IRAN: Esmaeil Narimanpour sentenced to five years in prison

Esmaeil NarimanipourChristian convert Esmaeil Narimanpour (37), who was arrested on Christmas Eve 2023 and detained for over four months, has been sentenced to five years in prison for “acting against national security by communicating with Christian ‘Zionist’ organisations”. Esmaeil, who is married with two children, is currently out on bail and is awaiting a summons to begin his sentence.

Judge Mehdi Fathinia of the third branch of the Revolutionary Court in Ahvaz, western Iran, sentenced Esmaeil on 28 May and he has twenty days to appeal.

Esmaeil was one of nearly fifty Christians arrested in a wave of raids over the Christmas period. He was arrested at his home in Dezful, 150 km north of Ahvaz, and the agents searched his home and confiscated his Christian books without a warrant. Esmaeil spent 18 days in the Ministry of Intelligence detention centre in Ahvaz before being transferred to Shiban Prison, also in Ahvaz. On 30 April he was temporarily released on bail of 700 million tomans (around €9,220).

Forced to attend Islamic “re-education” classes

Previously, Esmaeil was one of a group of eight converts from Dezful cleared of “propaganda” charges in 2021 but forced to attend Islamic “re-education” classes in January 2022.

The eight converts had been detained for two days in April 2021 because of their house-church activities and were summoned three months later to answer charges of “propaganda against the Islamic Republic of Iran”.

In a significant ruling in November 2021 the prosecutor of the Civil and Revolutionary Court of Dezful ruled that the eight Christians had done nothing illegal and therefore could not be charged. He said their change of religion was not a punishable offence and stated that they “merely converted to a different religion” and “didn’t carry out any propaganda against other groups”, adding that while apostasy from Islam is something that can be punished under Sharia law “and in the hereafter”, it has “not been criminalised in the laws of Iran” and therefore the men could not be charged.

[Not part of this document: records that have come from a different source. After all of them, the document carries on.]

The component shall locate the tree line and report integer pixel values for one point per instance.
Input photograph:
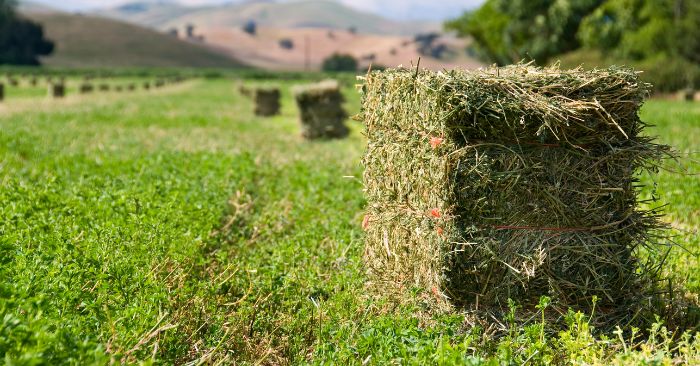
(22, 41)
(653, 33)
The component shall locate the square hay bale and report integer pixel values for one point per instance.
(57, 90)
(86, 88)
(267, 101)
(508, 183)
(321, 108)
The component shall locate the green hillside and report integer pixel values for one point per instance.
(87, 41)
(303, 13)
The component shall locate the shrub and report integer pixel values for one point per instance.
(339, 62)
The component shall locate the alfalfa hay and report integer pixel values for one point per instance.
(57, 89)
(321, 108)
(508, 183)
(267, 101)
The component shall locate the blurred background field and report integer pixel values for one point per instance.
(172, 225)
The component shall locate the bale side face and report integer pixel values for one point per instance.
(321, 108)
(57, 90)
(267, 102)
(506, 183)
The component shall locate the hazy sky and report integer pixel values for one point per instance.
(398, 9)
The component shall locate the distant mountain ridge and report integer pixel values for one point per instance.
(164, 15)
(89, 41)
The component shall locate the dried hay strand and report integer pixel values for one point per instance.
(510, 183)
(267, 101)
(57, 90)
(321, 108)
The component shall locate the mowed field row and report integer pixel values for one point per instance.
(174, 226)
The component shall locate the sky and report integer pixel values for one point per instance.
(396, 9)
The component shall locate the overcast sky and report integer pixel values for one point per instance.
(397, 9)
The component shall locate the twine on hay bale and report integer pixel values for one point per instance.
(321, 108)
(267, 101)
(57, 90)
(509, 183)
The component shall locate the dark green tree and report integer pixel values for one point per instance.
(506, 31)
(21, 40)
(338, 62)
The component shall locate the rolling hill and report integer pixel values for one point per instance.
(294, 14)
(89, 41)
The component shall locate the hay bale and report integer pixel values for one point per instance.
(507, 183)
(321, 108)
(86, 88)
(245, 91)
(267, 101)
(688, 94)
(57, 90)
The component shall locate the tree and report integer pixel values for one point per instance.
(507, 31)
(21, 41)
(338, 62)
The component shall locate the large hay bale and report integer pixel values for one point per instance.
(321, 108)
(57, 90)
(507, 183)
(267, 101)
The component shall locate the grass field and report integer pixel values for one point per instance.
(174, 227)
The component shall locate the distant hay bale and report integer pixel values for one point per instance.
(245, 91)
(688, 94)
(321, 108)
(267, 101)
(86, 88)
(57, 90)
(509, 183)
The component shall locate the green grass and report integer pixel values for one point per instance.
(174, 226)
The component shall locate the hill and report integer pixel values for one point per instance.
(313, 45)
(89, 41)
(295, 14)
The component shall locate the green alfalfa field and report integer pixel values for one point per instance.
(175, 227)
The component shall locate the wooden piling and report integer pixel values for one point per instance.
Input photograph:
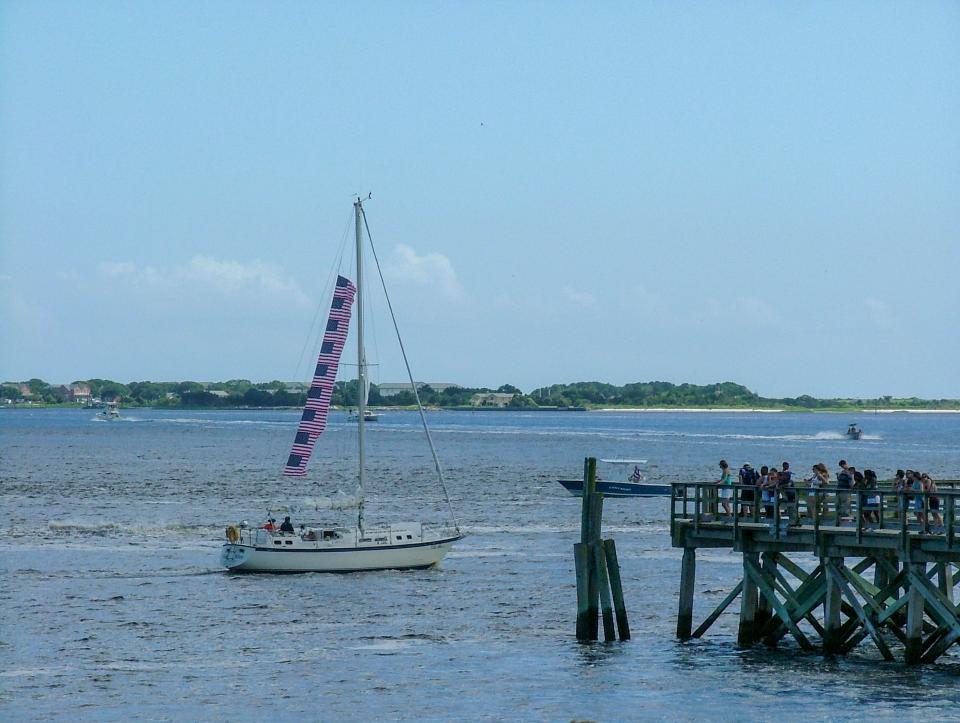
(747, 632)
(764, 609)
(832, 637)
(606, 602)
(914, 644)
(616, 587)
(599, 587)
(688, 576)
(587, 612)
(581, 558)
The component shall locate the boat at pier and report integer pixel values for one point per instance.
(341, 548)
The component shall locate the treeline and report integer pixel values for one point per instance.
(244, 393)
(235, 393)
(725, 394)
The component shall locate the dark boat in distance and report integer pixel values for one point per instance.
(620, 484)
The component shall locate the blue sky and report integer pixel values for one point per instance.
(766, 193)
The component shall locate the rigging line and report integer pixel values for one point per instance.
(413, 384)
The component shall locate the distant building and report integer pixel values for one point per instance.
(491, 399)
(392, 389)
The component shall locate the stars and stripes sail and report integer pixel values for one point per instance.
(314, 419)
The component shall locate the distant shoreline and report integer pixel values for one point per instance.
(862, 412)
(629, 410)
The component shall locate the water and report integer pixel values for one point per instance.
(113, 605)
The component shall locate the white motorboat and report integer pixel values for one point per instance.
(321, 548)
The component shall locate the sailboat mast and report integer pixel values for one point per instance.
(361, 365)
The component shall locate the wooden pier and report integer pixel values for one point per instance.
(828, 581)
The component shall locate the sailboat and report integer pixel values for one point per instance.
(359, 547)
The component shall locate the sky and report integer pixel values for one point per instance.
(764, 193)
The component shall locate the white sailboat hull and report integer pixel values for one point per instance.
(259, 551)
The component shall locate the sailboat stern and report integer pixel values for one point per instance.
(234, 556)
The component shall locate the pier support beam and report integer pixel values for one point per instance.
(688, 576)
(914, 651)
(832, 635)
(945, 579)
(747, 632)
(764, 609)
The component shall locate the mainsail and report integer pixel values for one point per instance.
(314, 419)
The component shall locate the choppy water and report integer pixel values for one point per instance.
(113, 605)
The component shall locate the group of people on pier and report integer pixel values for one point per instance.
(764, 487)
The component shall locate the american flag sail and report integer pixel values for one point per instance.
(314, 419)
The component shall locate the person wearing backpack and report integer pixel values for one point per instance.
(748, 481)
(844, 484)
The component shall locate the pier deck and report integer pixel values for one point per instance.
(883, 572)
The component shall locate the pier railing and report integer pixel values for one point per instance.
(858, 511)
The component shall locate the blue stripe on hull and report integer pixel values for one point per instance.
(359, 549)
(618, 489)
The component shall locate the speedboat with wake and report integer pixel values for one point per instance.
(620, 478)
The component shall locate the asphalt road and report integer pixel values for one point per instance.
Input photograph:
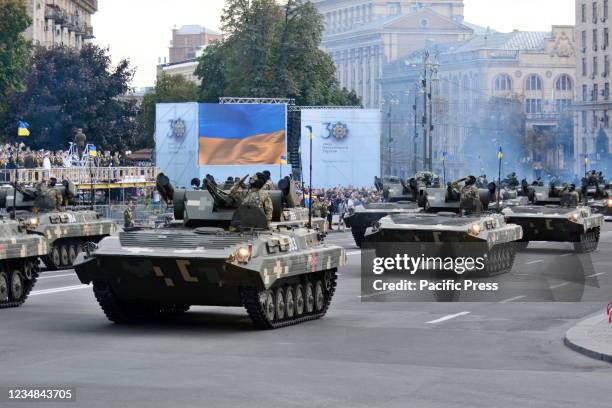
(362, 354)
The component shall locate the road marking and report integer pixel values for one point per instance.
(58, 290)
(513, 299)
(445, 318)
(56, 276)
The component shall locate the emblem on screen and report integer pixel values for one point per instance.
(177, 128)
(338, 131)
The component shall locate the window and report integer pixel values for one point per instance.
(533, 106)
(503, 82)
(563, 83)
(534, 83)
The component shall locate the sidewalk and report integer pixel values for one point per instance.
(592, 337)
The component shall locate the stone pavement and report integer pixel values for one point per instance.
(592, 337)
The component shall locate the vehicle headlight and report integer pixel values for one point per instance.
(243, 254)
(32, 222)
(474, 230)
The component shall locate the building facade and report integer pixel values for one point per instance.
(187, 41)
(61, 22)
(473, 84)
(593, 106)
(362, 36)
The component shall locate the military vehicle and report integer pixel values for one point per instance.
(554, 223)
(66, 231)
(19, 259)
(448, 234)
(217, 252)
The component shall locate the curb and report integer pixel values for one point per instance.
(574, 339)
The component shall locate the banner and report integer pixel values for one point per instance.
(345, 146)
(242, 134)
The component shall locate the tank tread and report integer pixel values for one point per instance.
(589, 241)
(120, 312)
(251, 299)
(29, 284)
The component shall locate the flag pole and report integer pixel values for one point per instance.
(310, 181)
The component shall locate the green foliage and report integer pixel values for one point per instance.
(68, 89)
(14, 48)
(271, 50)
(168, 88)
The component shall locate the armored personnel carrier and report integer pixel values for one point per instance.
(554, 223)
(217, 252)
(19, 259)
(448, 234)
(44, 215)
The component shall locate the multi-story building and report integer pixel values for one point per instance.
(593, 106)
(363, 35)
(473, 81)
(60, 22)
(187, 40)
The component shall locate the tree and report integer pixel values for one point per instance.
(271, 50)
(168, 88)
(14, 48)
(68, 89)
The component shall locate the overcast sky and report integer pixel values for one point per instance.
(140, 29)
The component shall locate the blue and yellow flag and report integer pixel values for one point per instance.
(23, 129)
(233, 134)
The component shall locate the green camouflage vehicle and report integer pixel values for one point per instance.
(448, 234)
(66, 231)
(217, 253)
(19, 259)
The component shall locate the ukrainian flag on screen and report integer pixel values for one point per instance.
(242, 134)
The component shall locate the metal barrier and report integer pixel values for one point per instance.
(81, 175)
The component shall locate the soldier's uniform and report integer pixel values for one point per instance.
(470, 199)
(261, 199)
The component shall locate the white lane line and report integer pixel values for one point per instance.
(56, 276)
(384, 292)
(513, 299)
(58, 290)
(445, 318)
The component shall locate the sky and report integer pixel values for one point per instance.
(140, 30)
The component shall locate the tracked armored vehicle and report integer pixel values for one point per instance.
(576, 224)
(448, 234)
(19, 259)
(66, 231)
(216, 253)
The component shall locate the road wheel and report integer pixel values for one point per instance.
(289, 302)
(16, 286)
(72, 254)
(279, 304)
(299, 300)
(3, 287)
(309, 298)
(319, 296)
(64, 255)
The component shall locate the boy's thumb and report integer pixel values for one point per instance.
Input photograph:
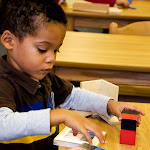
(119, 115)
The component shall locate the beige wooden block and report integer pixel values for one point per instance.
(91, 7)
(106, 88)
(101, 87)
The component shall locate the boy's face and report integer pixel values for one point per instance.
(36, 55)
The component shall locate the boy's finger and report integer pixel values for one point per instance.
(87, 135)
(99, 135)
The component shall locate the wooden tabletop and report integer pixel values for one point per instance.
(113, 132)
(105, 51)
(142, 11)
(100, 20)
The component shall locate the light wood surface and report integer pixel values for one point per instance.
(136, 28)
(113, 132)
(100, 20)
(120, 59)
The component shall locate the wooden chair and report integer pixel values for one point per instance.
(137, 28)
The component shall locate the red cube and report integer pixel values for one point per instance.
(127, 137)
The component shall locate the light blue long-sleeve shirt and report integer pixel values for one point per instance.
(14, 125)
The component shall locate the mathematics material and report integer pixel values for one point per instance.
(67, 139)
(128, 127)
(105, 88)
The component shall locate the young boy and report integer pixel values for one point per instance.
(32, 32)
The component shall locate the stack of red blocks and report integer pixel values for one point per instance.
(128, 127)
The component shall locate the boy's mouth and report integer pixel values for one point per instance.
(46, 70)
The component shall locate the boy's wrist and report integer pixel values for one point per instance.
(109, 105)
(57, 116)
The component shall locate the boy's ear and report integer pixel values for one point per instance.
(7, 39)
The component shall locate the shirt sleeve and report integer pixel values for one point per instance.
(81, 99)
(110, 2)
(14, 125)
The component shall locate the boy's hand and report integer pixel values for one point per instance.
(78, 123)
(123, 3)
(116, 108)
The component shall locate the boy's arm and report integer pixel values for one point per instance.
(84, 100)
(14, 125)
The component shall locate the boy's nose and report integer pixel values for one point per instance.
(50, 58)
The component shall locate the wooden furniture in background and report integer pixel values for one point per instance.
(100, 20)
(136, 28)
(120, 59)
(113, 132)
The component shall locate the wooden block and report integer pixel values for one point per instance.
(128, 124)
(91, 7)
(101, 87)
(130, 116)
(105, 88)
(127, 137)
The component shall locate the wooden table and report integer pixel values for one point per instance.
(113, 132)
(97, 20)
(121, 59)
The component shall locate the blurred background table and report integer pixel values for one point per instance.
(99, 20)
(121, 59)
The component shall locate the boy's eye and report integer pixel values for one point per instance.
(56, 50)
(42, 50)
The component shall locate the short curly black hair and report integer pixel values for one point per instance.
(19, 16)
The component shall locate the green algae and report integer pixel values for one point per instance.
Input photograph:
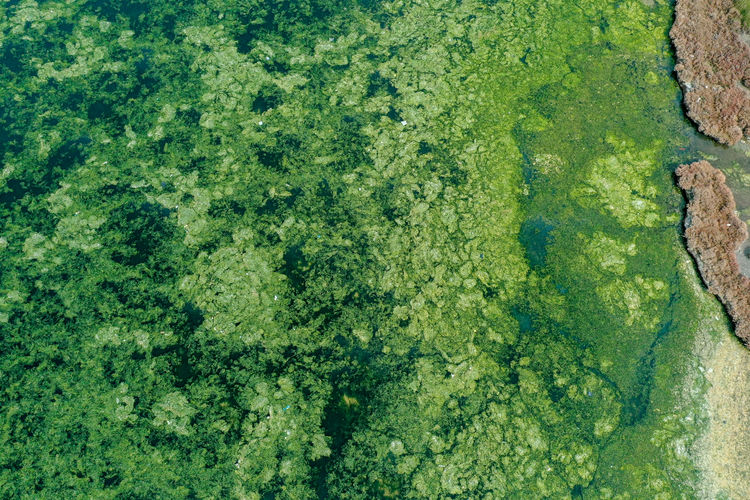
(387, 249)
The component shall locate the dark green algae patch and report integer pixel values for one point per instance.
(344, 250)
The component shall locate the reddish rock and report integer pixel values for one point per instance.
(713, 67)
(714, 232)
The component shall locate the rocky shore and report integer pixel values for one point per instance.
(713, 67)
(714, 232)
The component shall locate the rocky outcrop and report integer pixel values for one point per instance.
(714, 232)
(713, 67)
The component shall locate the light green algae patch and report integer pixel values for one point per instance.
(395, 249)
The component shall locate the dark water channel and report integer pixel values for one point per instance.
(734, 162)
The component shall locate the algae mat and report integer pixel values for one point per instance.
(331, 249)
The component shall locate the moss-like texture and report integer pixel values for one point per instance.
(317, 249)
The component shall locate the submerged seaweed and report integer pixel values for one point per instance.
(328, 249)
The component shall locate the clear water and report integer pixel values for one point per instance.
(375, 249)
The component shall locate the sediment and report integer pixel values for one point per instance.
(713, 67)
(713, 233)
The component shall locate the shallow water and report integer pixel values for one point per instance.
(734, 162)
(349, 250)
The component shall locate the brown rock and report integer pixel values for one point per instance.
(714, 232)
(713, 67)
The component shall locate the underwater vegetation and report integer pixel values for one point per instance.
(714, 232)
(324, 249)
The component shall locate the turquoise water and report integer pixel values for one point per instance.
(322, 249)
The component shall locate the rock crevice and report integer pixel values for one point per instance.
(713, 67)
(713, 233)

Recent arrests and sentences

Article 18 reports that at least 14 Iranian Christians have been arrested so far this year, but for security reasons most have not given permission to publicise their cases.

More than one hundred Christians were arrested last summer and many of them and those arrested in the Christmas crackdown have received prison sentences of between three months and five years or non-custodial punishments such as fines, travel bans and, in one case, flogging for drinking Communion wine.

Article 18 reports that twelve Christians are due to stand trial this month alone, all on charges related to the peaceful practice of their faith but “dressed up as crimes against ‘national security’”.